I'm surprised Adam Silver didn't fine Knicks' owner James Dolan for calling that fan an alcoholic who ruins his family's lives when the guy criticized Dolan's ownership of the team. It would have been an easy move everyone would have approved of, a smaller version of forcing Donald Sterling to sell the Clippers. It isn't like the fan was wrong. James Dolan is an utter failure at building a competitive team.
Klarion #2-4, by Ann Nocenti (writer), Trevor McCarthy (artist, #2, layouts and finishes #3), Sandu Florea (finishes, #3), Staz Johnson (finishes, #3), Fabrizio Fiorentino (artist, #4), Symon Kudranski (artist, #4), Guy Major (colorist), Pat Brosseau (letters) - The march of the fluctuating art teams. Always a sure sign the book is dying.
Klarion and Rasp fight a bit, but Rasp gradually gets it under control and retreat to the Moody Museum. Piper tries to get Klarion to understand there are consequences to his actions, but he doesn't listen, and he and Zell start getting closer. Meanwhile, the little tech thing Rasp got from Coal grows and works its way out of him and develops into a "Buddybot", a rapidly evolving A.I. that becomes whatever a person wants most. In Rasp's case, a girlfriend, but for other people they take the form of dogs, housekeeper's, whatever the person wanted, and they're eager to please, and people are eager to get them. Except Klarion, but when he starts trying to throw his weight around, he walks into a trap, and ends up in the crosshairs of a couple of government investigators of the paranormal (one of whom is the daughter of Piper's paramour, Noah). Faced with that, Klarion takes up Beelzebub up on his offer of a ride, and escapes, making the decision to leave Zell behind, but she gets dragged along anyway.

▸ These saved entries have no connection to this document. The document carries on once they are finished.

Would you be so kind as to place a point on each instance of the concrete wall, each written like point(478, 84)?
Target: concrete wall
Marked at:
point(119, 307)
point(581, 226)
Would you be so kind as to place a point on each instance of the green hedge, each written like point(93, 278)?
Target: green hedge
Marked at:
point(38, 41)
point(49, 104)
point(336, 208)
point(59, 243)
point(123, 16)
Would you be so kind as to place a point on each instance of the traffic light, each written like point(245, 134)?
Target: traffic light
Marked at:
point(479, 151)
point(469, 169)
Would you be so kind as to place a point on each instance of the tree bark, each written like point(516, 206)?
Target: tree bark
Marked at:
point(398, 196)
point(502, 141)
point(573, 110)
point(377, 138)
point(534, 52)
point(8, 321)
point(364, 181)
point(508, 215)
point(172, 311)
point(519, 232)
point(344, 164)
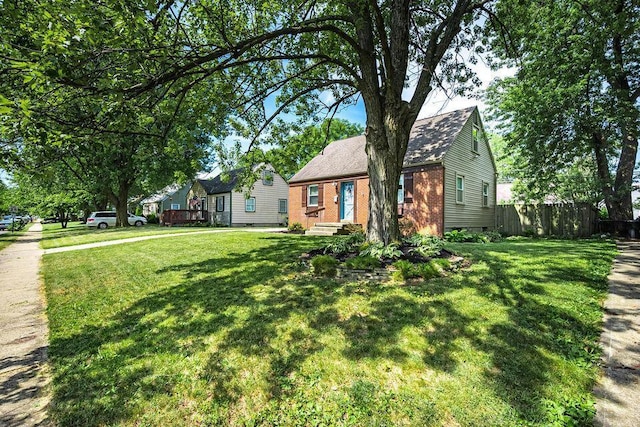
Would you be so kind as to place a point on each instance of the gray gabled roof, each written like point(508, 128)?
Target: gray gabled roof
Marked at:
point(217, 185)
point(162, 194)
point(429, 141)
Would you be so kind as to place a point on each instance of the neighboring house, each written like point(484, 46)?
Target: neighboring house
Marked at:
point(227, 205)
point(171, 197)
point(448, 179)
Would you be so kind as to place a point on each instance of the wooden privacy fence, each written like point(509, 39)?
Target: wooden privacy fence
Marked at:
point(569, 220)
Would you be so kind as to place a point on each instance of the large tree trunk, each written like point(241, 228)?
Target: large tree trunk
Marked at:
point(621, 203)
point(120, 201)
point(386, 148)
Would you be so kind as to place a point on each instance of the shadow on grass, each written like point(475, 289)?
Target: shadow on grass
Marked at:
point(245, 300)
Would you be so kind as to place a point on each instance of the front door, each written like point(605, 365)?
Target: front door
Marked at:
point(346, 201)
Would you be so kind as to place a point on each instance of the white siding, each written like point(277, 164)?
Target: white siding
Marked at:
point(267, 197)
point(476, 168)
point(215, 217)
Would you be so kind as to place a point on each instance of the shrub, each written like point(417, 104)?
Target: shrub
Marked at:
point(493, 236)
point(407, 227)
point(441, 263)
point(324, 265)
point(296, 227)
point(380, 251)
point(362, 263)
point(344, 244)
point(406, 270)
point(425, 245)
point(458, 236)
point(428, 270)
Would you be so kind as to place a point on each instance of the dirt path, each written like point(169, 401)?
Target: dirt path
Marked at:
point(618, 391)
point(23, 334)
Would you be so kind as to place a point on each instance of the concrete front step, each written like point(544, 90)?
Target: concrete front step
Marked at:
point(328, 229)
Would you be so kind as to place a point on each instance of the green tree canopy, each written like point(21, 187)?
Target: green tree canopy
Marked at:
point(311, 57)
point(572, 112)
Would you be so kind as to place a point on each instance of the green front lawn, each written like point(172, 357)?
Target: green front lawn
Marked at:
point(227, 329)
point(76, 233)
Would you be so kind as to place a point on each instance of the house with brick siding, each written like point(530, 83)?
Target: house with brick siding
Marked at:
point(224, 203)
point(448, 179)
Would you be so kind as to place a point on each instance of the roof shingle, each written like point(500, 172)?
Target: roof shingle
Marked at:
point(429, 141)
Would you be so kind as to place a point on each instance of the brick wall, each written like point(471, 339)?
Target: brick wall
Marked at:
point(362, 202)
point(331, 203)
point(427, 209)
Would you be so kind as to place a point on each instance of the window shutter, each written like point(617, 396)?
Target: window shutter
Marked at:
point(320, 195)
point(408, 187)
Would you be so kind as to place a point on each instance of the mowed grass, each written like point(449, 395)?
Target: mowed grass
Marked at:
point(228, 329)
point(76, 233)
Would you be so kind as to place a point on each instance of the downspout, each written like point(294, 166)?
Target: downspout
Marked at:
point(444, 207)
point(495, 202)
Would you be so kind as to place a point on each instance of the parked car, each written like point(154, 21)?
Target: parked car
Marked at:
point(11, 222)
point(104, 219)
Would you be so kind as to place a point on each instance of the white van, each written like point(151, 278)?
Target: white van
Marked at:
point(104, 219)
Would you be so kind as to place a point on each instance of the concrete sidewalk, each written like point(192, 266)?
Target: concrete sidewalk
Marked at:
point(23, 334)
point(618, 390)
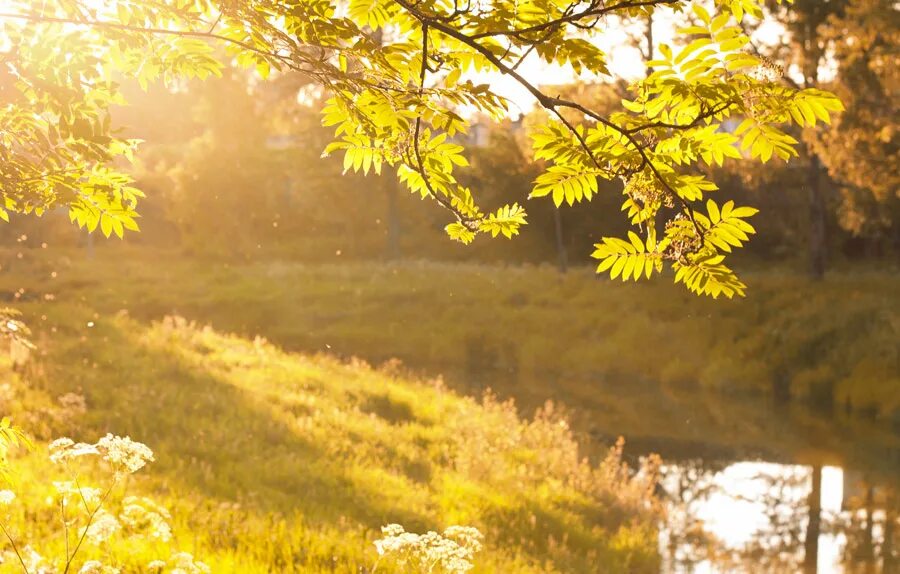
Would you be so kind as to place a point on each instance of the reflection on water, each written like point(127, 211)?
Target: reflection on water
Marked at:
point(753, 485)
point(767, 517)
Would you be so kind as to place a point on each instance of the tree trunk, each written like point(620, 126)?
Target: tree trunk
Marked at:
point(818, 249)
point(814, 528)
point(392, 219)
point(562, 256)
point(650, 48)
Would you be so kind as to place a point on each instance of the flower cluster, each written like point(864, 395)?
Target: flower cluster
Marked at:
point(91, 516)
point(97, 567)
point(453, 551)
point(179, 563)
point(122, 452)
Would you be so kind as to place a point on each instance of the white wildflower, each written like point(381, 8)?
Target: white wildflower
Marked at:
point(97, 567)
point(453, 550)
point(122, 452)
point(103, 527)
point(63, 450)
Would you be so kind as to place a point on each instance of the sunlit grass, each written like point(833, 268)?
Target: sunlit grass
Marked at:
point(273, 461)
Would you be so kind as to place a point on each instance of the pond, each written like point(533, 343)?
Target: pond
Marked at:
point(751, 484)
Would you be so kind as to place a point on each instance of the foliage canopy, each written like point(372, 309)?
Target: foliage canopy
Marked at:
point(398, 74)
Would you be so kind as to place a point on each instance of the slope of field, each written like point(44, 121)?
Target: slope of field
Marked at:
point(832, 343)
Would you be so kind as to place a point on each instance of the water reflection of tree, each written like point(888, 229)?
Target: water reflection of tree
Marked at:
point(871, 527)
point(786, 543)
point(687, 487)
point(867, 525)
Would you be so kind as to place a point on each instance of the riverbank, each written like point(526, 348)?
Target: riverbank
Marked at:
point(831, 344)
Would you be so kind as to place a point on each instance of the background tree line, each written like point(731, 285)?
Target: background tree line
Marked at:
point(232, 166)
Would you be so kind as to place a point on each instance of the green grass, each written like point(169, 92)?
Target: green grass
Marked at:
point(279, 462)
point(832, 342)
point(277, 455)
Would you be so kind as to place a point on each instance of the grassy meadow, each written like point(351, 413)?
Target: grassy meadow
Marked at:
point(277, 451)
point(271, 461)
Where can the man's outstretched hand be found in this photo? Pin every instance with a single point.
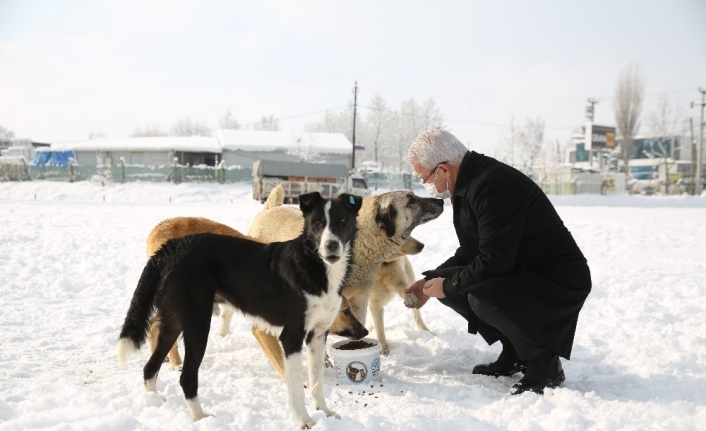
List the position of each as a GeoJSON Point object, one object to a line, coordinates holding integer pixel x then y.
{"type": "Point", "coordinates": [418, 290]}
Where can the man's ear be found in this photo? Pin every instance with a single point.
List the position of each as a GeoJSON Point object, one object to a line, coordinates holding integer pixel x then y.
{"type": "Point", "coordinates": [352, 202]}
{"type": "Point", "coordinates": [308, 201]}
{"type": "Point", "coordinates": [385, 219]}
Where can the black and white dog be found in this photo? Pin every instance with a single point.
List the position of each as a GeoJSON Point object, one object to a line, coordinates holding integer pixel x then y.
{"type": "Point", "coordinates": [290, 288]}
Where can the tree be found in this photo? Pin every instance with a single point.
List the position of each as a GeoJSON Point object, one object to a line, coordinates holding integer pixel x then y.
{"type": "Point", "coordinates": [667, 123]}
{"type": "Point", "coordinates": [378, 123]}
{"type": "Point", "coordinates": [627, 104]}
{"type": "Point", "coordinates": [6, 133]}
{"type": "Point", "coordinates": [412, 118]}
{"type": "Point", "coordinates": [531, 142]}
{"type": "Point", "coordinates": [228, 121]}
{"type": "Point", "coordinates": [267, 122]}
{"type": "Point", "coordinates": [509, 149]}
{"type": "Point", "coordinates": [148, 131]}
{"type": "Point", "coordinates": [187, 127]}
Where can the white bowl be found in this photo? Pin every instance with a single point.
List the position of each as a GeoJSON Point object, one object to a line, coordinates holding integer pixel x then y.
{"type": "Point", "coordinates": [356, 366]}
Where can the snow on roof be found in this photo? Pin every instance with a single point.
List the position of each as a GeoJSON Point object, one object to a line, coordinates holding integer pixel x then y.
{"type": "Point", "coordinates": [160, 143]}
{"type": "Point", "coordinates": [255, 140]}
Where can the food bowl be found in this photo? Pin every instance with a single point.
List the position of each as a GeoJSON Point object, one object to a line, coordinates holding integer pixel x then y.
{"type": "Point", "coordinates": [356, 361]}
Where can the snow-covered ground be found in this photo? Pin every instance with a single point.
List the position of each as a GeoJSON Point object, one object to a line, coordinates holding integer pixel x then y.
{"type": "Point", "coordinates": [71, 255]}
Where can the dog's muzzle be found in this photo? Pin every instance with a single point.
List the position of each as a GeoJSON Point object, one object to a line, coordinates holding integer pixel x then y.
{"type": "Point", "coordinates": [333, 251]}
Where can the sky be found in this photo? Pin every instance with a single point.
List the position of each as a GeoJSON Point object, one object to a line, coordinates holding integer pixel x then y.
{"type": "Point", "coordinates": [69, 68]}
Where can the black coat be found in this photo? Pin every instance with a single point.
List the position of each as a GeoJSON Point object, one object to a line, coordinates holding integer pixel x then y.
{"type": "Point", "coordinates": [516, 251]}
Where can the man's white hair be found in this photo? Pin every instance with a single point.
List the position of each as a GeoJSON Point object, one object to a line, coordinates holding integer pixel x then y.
{"type": "Point", "coordinates": [435, 145]}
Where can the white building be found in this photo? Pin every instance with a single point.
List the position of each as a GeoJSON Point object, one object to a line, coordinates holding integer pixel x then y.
{"type": "Point", "coordinates": [243, 147]}
{"type": "Point", "coordinates": [234, 147]}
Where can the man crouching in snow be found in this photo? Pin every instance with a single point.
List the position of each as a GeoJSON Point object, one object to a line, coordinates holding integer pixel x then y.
{"type": "Point", "coordinates": [518, 275]}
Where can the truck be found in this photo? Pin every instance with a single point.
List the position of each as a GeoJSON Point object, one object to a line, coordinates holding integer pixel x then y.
{"type": "Point", "coordinates": [299, 177]}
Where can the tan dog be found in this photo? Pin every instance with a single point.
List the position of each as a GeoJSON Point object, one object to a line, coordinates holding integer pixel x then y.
{"type": "Point", "coordinates": [395, 275]}
{"type": "Point", "coordinates": [179, 227]}
{"type": "Point", "coordinates": [385, 223]}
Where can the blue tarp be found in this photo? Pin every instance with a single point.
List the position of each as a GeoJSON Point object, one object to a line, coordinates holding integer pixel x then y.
{"type": "Point", "coordinates": [53, 158]}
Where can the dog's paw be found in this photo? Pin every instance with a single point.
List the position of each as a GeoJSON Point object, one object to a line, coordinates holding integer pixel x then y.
{"type": "Point", "coordinates": [411, 301]}
{"type": "Point", "coordinates": [329, 413]}
{"type": "Point", "coordinates": [306, 424]}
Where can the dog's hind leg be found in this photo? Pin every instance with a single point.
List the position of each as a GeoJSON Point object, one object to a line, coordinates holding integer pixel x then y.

As you might expect, asking a favor of a devil doesn't lead anywhere good, and Klarion ends up in some magic bar, meeting with a black market arms dealing time traveler named Swag, who happens to be Coal's nanotech connection, and has some interest in Klarion being evil. Zell, Piper, and Noah find their way into the pocket, and try to talk Klarion away from Swag. And they fail miserably, as Klarion chooses power, though it remains to be seen what he'll do with it.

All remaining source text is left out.